A new motion decision of Justice Firestone could have wide ranging ramifications in terms of the timing of when mediations are typically scheduled.
In Thomson v. Portelance et al., in an effort to be in a position to set their action down for trial early, the Plaintiffs sought to schedule a mediation, pursuant to s. 258.6(1) of the Insurance Act, prior to completion of discoveries. The Defendants resisted this request.
Section 258.6(1) of the Act is a “lesser known” provision providing for mandatory mediation in automobile cases, which states as follows: A person making a claim for loss or damage from bodily injury or death arising directly or indirectly from the use or operation of an automobile and an insurer that is defending an action in respect to the claim on behalf of an insured or that receives a notice under clause 258.3(1)(b) in respect of the claim shall, on the request of either of them, participate in the mediation of the claim in accordance with the procedures prescribed by the regulations.
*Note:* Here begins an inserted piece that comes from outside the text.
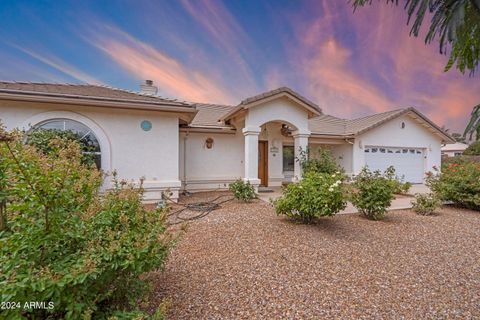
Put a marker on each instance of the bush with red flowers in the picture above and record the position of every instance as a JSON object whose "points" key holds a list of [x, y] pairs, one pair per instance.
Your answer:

Justice Firestone held that, once a party requests that a mediation be scheduled under s. 258.6(1), the other party cannot delay the scheduling of the mediation until the completion of a specific event in the litigation process, such as discoveries. Once the Plaintiffs requested the scheduling of the mediation, the Defendants had a positive obligation to appoint, schedule, and conduct such mediation within the timeframes and procedures set forth in s. 258.6(1) of the Act and s. 3 of O. Reg. 461/96.
How successful a “pre-discovery” mediation might be, in the likely absence of a lot of information that normally becomes available through the discovery process is, of course, an entirely different issue not addressed by this decision.